Pocos meses más tarde el alcalde sería discretamente cesado, mientras que desde el Ministerio se procedía a indemnizar a los familiares de las víctimas (1.805.100,96 pesetas en cómputo global) en un intento apresurado de acallarlas y, tras quince meses de instrucción secreta, en enero de 1970 se daba por cerrado el sumario sin identificar culpables ni fijar responsabilidades penales o políticas.

El cambio democrático y las transformaciones económicas y sociales acumuladas desde entonces han contribuido a mejorar notablemente las relaciones laborales en nuestro país y, a nivel local, superar en gran parte la brecha existente inicialmente entre población autóctona y emigrante, en un proceso positivo de integración.
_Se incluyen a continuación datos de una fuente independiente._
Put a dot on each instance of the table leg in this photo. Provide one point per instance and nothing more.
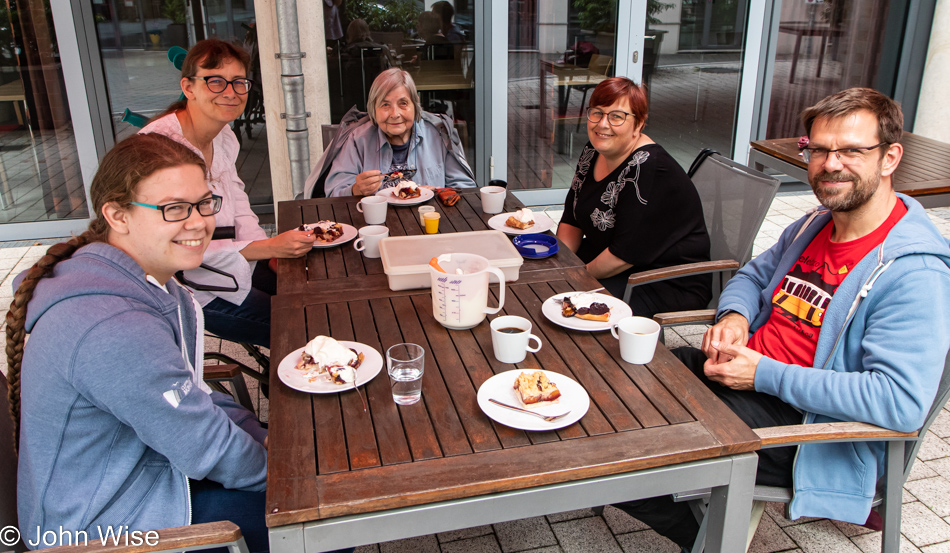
(821, 54)
(798, 44)
(286, 539)
(542, 87)
(730, 507)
Especialmente significativa a este respecto resulta la reducción sostenida de la siniestralidad laboral, especialmente desde la aprobación en 1995 de la Ley de Prevención de Riesgos Laborales: de los 2.865 nuertos por accidentes de trabajo en 1968 a 487 en 2029, seis veces menos con el doble de población asalariada.

Con todo, tuvieron que pasar casi cincuenta años para que se celebrase, el 30 de abril de 2017, un acto oficial de homenaje y desagravio a las víctimas de aquel dramático episodio, consistente en una ceremonia cívico-religiosa y la inauguración de un monumento recordatorio con los nombres de los 33 muertos… a los que, por expresa demanda de los familiares, se añadió el de D. Federico García Moreno, en agradecimiento a su actuación y solidaridad.

Previamente se había publicado un librito sobre el caso (“Mirafé, retrato de una época”) que aun aportando valiosa información documental y gráfica lo hacía de forma deliberadamente aséptica, como si de una catástrofe natural se tratara, concluyendo que “no hubo culpables…, sólo víctimas”. Dicho relato, asumido como propio por las autoridades municipales de orientación conservadora, sería contundentemente impugnado por el hijo de una de aquellas víctimas que, en un artículo en la prensa local, defendía su dignidad y denunciaba a todas las instituciones (empresariales, políticas, administrativas y judiciales) implicadas.

Es siguiendo esa misma línea donde se sitúa modestamente este texto que pretende reivindicar la memoria de aquellas mujeres, hombres y niños a quienes una explosión de injusticias arrebató la vida hace hoy cincuenta y tres años, en su pueblo…que es también el mio.